# washer spin cycle seems wrong



## Bondo (Dec 8, 2007)

Sounds like the way my GE works........


----------



## tubguy (Nov 10, 2007)

That is how my Kenmore works. How long does it spin before it shuts off?


----------



## markm (Jun 3, 2007)

The spin cycle lasts for minutes - long enough for me to get bored watching it; maybe 3 mins?
BUT I was measuring it right now, set it to the spin cycle, and it turned 1/2 a turn and stopped. All the while, you can hear the motor going like it should be spinning, but it is not - just noise. No odor or anything?
Clutch, motor, ???


----------



## tubguy (Nov 10, 2007)

There is a rubber drive that is in between the motor and the mechanism that will fail. I have replaced mine 2 times in 10 years. I don't know if it has failed if it only affects the spinning but I think it does. If you are the handy type you can take it apart yourself. It is involved though. You have to remove the cabinet to gain access. Let me know if you have any further questions

Mike


----------



## girltech (Jan 4, 2008)

The coupler that tubguy is talking about joins the motor to the transmission.

So if the couple has failed the washer will not agitate either.

The washer will still fill and drain.

Tip the washer back and see if you can see black rubber fragment and white plastic pieces.

To open the cabinet to have a better look you will have to remove the cabinet. Unplug the washer.

To do this you will have to remove the end caps on the control panel.

This will give you access to the two screw, one on each end, to lift the control panel.

Lean the control panel against the wall.

You will then see two brassy looking clips,one in each corner.

Using a flat blade screwdriver release the clips.

Disconnect the lid switch wiring harness.

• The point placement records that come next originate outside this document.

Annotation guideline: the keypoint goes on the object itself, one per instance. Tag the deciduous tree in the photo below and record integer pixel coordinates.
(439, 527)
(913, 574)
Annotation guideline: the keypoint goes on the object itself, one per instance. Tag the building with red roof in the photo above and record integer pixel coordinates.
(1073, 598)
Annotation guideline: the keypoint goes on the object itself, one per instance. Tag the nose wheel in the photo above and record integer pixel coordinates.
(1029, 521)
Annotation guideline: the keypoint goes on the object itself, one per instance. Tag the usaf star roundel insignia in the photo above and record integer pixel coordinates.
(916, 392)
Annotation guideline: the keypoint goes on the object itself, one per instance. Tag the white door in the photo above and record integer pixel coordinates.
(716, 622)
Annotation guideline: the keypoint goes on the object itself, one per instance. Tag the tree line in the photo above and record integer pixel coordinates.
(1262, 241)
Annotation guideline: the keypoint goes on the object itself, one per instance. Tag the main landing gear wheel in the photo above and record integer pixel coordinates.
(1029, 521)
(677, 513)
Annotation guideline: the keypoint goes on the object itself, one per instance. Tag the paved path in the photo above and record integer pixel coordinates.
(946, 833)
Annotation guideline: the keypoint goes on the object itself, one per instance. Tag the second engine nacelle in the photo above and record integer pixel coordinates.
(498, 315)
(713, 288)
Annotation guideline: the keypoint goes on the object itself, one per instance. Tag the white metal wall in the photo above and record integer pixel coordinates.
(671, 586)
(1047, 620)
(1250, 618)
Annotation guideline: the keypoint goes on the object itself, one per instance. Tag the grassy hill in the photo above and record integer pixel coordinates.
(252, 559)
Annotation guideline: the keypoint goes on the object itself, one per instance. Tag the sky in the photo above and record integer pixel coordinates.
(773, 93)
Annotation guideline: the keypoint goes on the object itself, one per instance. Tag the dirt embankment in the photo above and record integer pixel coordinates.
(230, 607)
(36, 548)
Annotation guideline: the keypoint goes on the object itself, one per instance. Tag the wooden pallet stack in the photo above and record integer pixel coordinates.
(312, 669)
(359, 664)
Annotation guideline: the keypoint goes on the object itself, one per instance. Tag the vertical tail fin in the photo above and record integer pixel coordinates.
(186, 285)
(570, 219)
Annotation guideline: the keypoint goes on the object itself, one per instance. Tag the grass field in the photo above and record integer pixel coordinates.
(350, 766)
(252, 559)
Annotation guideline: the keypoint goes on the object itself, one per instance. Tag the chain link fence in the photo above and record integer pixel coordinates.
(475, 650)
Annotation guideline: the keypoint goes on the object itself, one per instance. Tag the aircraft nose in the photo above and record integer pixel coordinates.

Open the lid of the washer and grab the inside of the opening and tilt the cabinet toward you and lift at the same time and remove the cabinet.

You know have access to the pump and motor.

If the coupler is bad you will have to remove the pump and motor.

To remove the pump there are two spring clip. You do not have to remove the hoses for the pump just swing it out of the way so you can access the two 1/4 inch screw holding the motor in place. 

Remove the wiring harness to the motor. 

Here is a part number for the coupler 285753 that you can buy at any appliance parts store.


----------